今回紹介する「犬神家の一族」では、信州財界一の巨頭・犬神佐兵衛の遺した莫大な財産と遺言状や、斧・琴・菊の三種の家宝にまつわる殺人事件などをめぐる物語が描かれる。監督は、近年リメイクもされた映画「十三人の刺客」(1963年公開)や「大殺陣」(1964年公開)など、集団時代劇を数多く手がけてきた工藤栄一監督が務めており、京マチ子さん、ハナ肇さん、西村晃さんなどの名俳優も出演している。
「犬神家の一族」第1話あらすじ
信州財界で巨頭と言われ、裸一貫から巨大な犬神財閥を築き上げた犬神佐兵衛が亡くなった。生涯にわたり正妻をめとらなかった佐兵衛の3人の妾の娘たち、長女・犬神松子(京マチ子さん)、次女・竹子(月丘夢路さん)、三女・梅子(小山明子)とその夫、そして孫たちが見守る中、彼女らは佐兵衛の遺言を聞き出そうとする。肝心の遺言状は弁護士の古舘(西村晃さん)が預かっていたが、内容については佐兵衛の意向で、松子の息子・佐清(田村亮)が戦地から復員してから明かされることとなった。
一方、探偵・金田一耕助(古谷一行さん)は、古館の弁護士事務所の若林という男から、“犬神家に容易ならざる事態が起こりそうなので調査して欲しい”という手紙を受けて、犬神邸の近くにある那須湖畔へ向かう。

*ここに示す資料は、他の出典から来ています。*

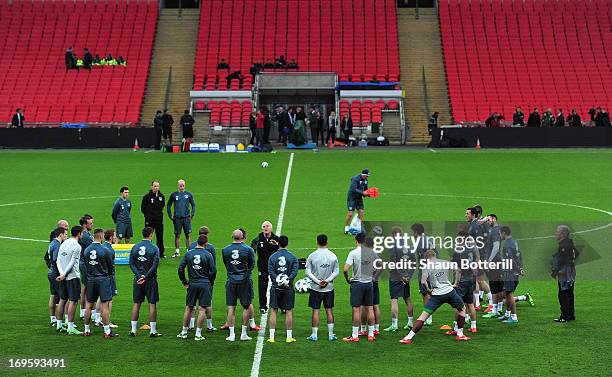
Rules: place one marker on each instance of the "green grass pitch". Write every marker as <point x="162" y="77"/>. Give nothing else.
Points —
<point x="231" y="190"/>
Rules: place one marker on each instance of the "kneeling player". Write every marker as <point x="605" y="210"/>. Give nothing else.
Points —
<point x="100" y="268"/>
<point x="144" y="260"/>
<point x="202" y="270"/>
<point x="442" y="292"/>
<point x="282" y="296"/>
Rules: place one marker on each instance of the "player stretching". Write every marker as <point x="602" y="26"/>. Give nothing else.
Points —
<point x="361" y="260"/>
<point x="359" y="184"/>
<point x="322" y="268"/>
<point x="121" y="216"/>
<point x="399" y="282"/>
<point x="435" y="279"/>
<point x="100" y="268"/>
<point x="182" y="216"/>
<point x="70" y="284"/>
<point x="282" y="296"/>
<point x="202" y="270"/>
<point x="464" y="278"/>
<point x="239" y="260"/>
<point x="144" y="260"/>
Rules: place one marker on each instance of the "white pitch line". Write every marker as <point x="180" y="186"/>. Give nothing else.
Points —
<point x="264" y="317"/>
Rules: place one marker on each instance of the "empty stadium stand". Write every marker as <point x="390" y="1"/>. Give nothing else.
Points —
<point x="34" y="36"/>
<point x="355" y="38"/>
<point x="532" y="53"/>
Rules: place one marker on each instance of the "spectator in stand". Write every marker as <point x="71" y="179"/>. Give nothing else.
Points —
<point x="222" y="64"/>
<point x="346" y="127"/>
<point x="158" y="125"/>
<point x="292" y="64"/>
<point x="259" y="127"/>
<point x="87" y="60"/>
<point x="603" y="119"/>
<point x="534" y="119"/>
<point x="574" y="119"/>
<point x="560" y="121"/>
<point x="267" y="126"/>
<point x="187" y="122"/>
<point x="253" y="127"/>
<point x="518" y="118"/>
<point x="433" y="123"/>
<point x="18" y="119"/>
<point x="68" y="59"/>
<point x="332" y="126"/>
<point x="167" y="122"/>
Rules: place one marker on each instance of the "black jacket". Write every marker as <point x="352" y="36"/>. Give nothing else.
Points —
<point x="152" y="206"/>
<point x="17" y="121"/>
<point x="263" y="248"/>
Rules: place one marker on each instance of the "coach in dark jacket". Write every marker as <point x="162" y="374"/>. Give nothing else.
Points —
<point x="563" y="268"/>
<point x="534" y="119"/>
<point x="152" y="207"/>
<point x="18" y="119"/>
<point x="265" y="244"/>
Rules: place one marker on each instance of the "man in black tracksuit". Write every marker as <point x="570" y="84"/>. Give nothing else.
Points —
<point x="152" y="207"/>
<point x="265" y="244"/>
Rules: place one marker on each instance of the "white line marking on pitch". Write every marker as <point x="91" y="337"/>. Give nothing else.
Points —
<point x="264" y="317"/>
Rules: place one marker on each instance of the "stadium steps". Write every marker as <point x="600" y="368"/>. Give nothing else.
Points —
<point x="392" y="130"/>
<point x="419" y="43"/>
<point x="175" y="45"/>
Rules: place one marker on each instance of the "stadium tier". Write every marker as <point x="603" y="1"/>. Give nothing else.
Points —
<point x="355" y="38"/>
<point x="35" y="37"/>
<point x="533" y="53"/>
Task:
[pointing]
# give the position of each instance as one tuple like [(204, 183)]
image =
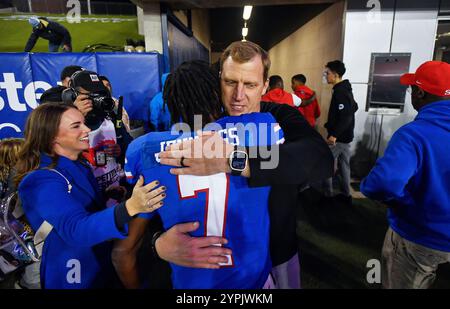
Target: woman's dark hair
[(40, 132), (193, 89), (299, 78)]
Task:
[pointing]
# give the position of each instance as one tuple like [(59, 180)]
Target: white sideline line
[(61, 18)]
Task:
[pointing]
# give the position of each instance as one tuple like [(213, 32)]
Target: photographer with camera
[(108, 139)]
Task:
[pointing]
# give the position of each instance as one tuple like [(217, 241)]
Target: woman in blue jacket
[(59, 193)]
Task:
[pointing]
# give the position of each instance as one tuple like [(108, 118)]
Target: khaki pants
[(407, 265)]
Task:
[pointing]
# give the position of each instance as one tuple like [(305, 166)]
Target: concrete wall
[(409, 28), (200, 25), (307, 50)]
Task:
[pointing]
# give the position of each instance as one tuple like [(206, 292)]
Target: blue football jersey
[(223, 204)]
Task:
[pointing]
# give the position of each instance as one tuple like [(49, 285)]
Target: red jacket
[(278, 95), (311, 111)]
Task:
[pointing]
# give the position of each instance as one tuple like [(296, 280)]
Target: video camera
[(102, 103)]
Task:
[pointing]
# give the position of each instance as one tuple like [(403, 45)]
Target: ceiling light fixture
[(247, 12)]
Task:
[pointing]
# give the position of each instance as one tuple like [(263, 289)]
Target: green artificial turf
[(336, 241), (14, 33)]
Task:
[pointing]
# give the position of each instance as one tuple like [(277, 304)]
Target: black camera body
[(102, 101)]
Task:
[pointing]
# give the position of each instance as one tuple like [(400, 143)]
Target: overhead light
[(247, 12)]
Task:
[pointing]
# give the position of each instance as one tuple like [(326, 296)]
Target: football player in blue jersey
[(303, 158), (223, 205)]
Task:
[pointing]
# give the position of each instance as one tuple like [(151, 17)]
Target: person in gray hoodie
[(340, 124)]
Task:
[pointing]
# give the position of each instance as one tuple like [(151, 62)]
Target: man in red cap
[(413, 179), (277, 94)]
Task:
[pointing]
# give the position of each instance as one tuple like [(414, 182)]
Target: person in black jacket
[(340, 124), (56, 34), (303, 158)]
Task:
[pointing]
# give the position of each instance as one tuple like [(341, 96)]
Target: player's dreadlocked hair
[(193, 89)]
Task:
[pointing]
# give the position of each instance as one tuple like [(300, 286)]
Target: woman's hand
[(117, 193), (145, 198)]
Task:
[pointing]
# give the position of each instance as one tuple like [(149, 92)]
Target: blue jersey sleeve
[(255, 129)]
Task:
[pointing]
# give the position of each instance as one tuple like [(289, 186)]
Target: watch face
[(239, 161)]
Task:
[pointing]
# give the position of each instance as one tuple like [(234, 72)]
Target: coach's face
[(242, 85)]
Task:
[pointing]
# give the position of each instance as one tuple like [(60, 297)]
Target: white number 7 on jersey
[(216, 188)]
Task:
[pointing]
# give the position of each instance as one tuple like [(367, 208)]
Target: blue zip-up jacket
[(159, 115), (76, 253), (413, 177)]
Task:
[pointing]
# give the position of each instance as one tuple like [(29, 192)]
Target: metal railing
[(86, 7)]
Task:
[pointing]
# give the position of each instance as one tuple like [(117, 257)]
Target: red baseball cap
[(431, 76)]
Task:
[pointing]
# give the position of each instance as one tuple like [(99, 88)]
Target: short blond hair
[(244, 51)]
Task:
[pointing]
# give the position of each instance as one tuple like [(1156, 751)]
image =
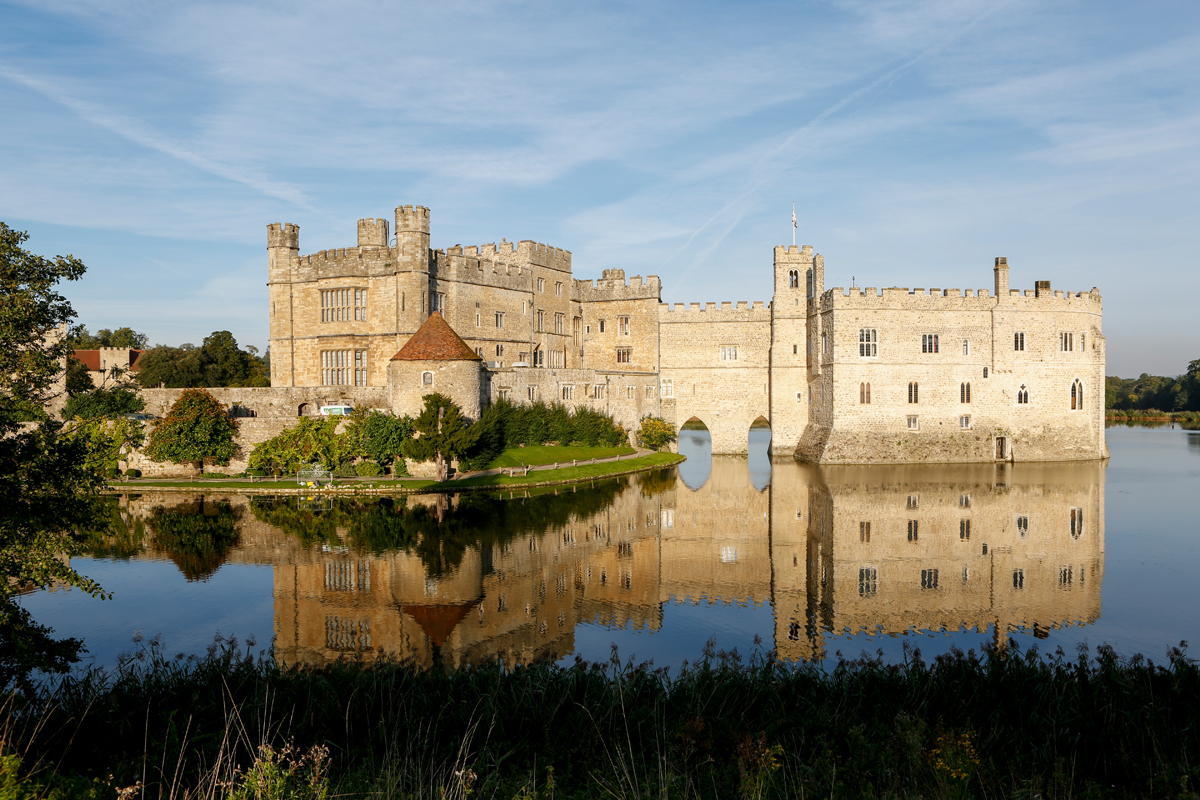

金田一が那須ホテルの窓辺から犬神邸を見ていると、犬神家に住む野々宮珠世が乗っていると思われる車が突然大きな音を上げて事故を起こしてしまう。すぐさま駆け付けた金田一がなんとか珠世を救出したものの、実は珠世は以前から何者かに命を狙われているとのことだった。
その後、金田一がホテルに戻ると、彼を犬神家に呼び寄せた若林が何者かに毒殺されていた。どうやら若林は、犬神家の誰かに買収され遺言状を盗み見た結果、殺されてしまったのだという。
そんな中、戦地から復員した佐清が犬神家に戻ってきて、ついに佐兵衛の遺言状が公開されることになる。しかし佐清本人は戦争の大怪我で顔全体をゴムマスクで覆っており、家族からは“替え玉”を疑われ――。
飄々とした金田一を演じる古谷一行さんに注目
第1話では、金田一が遺産相続を控える資産家・犬神一族と接触するシーンが描かれる。金田一は警察から「頭ぐらい洗っとけよ」「あの風体はどう見ても貧書生」などと揶揄されるほど、まるで路上生活者のような見た目をしている。古谷さんは、金田一のこの飄々としたキャラクターをコミカルな演技で表現。これまで映画やドラマなどで多くの俳優が金田一役を務めてきたが、古谷さんの醸し出す独特な雰囲気や言動は、唯一無二のキャラクター像と言えるだろう。
また本作では、クセの強い犬神家の人々の動向も見どころの一つ。莫大な財を成した佐兵衛が今にも亡くなりそうな際にも、佐兵衛の体調そっちのけで遺言の内容を無理やり聞き出そうとしたり、臨終の際も古舘が読み上げる目録に耳を傾けるのに必死だったり…と、酷薄な印象を受ける。この一族が、今後どのような遺産争いを繰り広げ、そしてどう殺人事件に巻き込まれていくのかに注目だ。